(nota prévia: depois do "Um Imenso Caldeirão", a produção de contos continuou. Os que se seguiram foram reunidos em "Um Dia Acordei". Nos próximos dias, contem com a sua revelação, aos poucos, para ler devagar. Começa assim...)
"UM DIA ACORDEI"
Um dia acordei.
E a vida tinha sido apenas um sonho.
CORRENTE
A praia é pequena. Uma estreita faixa de areia no fundo de uma falésia. O mar, revolto, espuma junto às frequentes rochas, branco, verde, azul, entrecortado por manchas de luz de alguns raios que conseguem furar o céu cinzento.
Está sozinho, aquele rapaz. Nesta altura do ano ninguém para ali vai. Mas ele está lá, à beira de completar a segunda década da sua vida. Está sentado na areia, joelhos junto ao peito, abraçado às pernas. Contempla o mar, não!..., contempla um ponto no mar, onde a viu pela última vez.
É um rapaz normal, mediano, que passaria despercebido em qualquer lugar. Em criança fora gordo. Gozaram com o seu peso, as suas formas arredondadas, o seu jeito sensível e mimado. Mas depois cresceu, emagreceu e, se nunca criou músculos por aí além, o certo é que ficou com uma aparência agradavelmente normal, comum.
Há mais de duas horas que olha para ali... o mar é traiçoeiro. A maré vazante puxa tudo para o largo numa corrente forte e gelada. Olha o vazio, o vazio da sua alma que chora a perda há tanto anunciada. Quantas vezes sonhara com aquele desfecho? Quantas vezes acordou com o nome dela na boca e a sensação de que nada o poderia evitar? Cinco? Dez? Qualquer coisa do género.
Hoje, finalmente, os seus sonhos, pesadelos, tornaram-se realidade e ele é o portador de uma verdade que ninguém virá a conhecer. O seu último segredo está guardado.
O rapaz que olha aquele ponto fixo no mar, que olha o vazio da sua alma, não sabe quando sairá dali. O que testemunhou feriu-lhe o coração, abateu-lhe a vontade, destruiu qualquer objectivo... Só quando anoitecer, talvez, estará em condições de se erguer e, suave e absortamente, caminhar até casa.

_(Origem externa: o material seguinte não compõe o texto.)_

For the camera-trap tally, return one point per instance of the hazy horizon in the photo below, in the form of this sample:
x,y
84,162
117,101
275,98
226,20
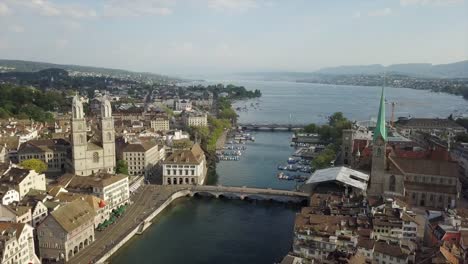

Estava sozinho. Os pais foram uns dias para Espanha. Por isso, quando acordou ao som da campainha, esta soou fúnebre. Adivinhou que seria ela. Levantou-se, abriu-lhe a porta, e levou-a para o quarto. Estava a chorar e pediu-lhe que a abraçasse com força. Estava fria. Foi debaixo dos cobertores que a manteve junto a si. Sentia as lágrimas quentes a correrem e molharem-lhe o pijama. Nada disse. Agarrou-a. Só. Num grande amplexo.
Já era meio-dia quando ela o olhou nos olhos e disse:
"Vou fazê-lo. Hoje."
O nó na garganta do rapaz que olha o mar aumentou. Só podia ser isso.
"Juraste que me ajudarias."
"Mas... eu não quero, eu ..."
"Por favor..., eu ajudar-te-ia..."
Após um silêncio ele acedeu.
"Como?"
"Com poesia. Com força. Vou deixar que o mar nos leve."
"E eu?"
"Fica na praia. Assegura-te de que parti. Que nós partimos."
Já tinham falado daquilo. Por isso em silêncio desceram as escadas da falésia, abandonadas pelo Inverno. Em silêncio se sentaram na areia.
"Não queres repensar?..."
"Por favor..., não... não..."
"Desculpa."
Passados minutos, em que só as ondas a rugir fustigavam o silêncio dos dois, ela ajoelhou-se a seu lado, tomou-lhe a cabeça nas mãos e olhou-o.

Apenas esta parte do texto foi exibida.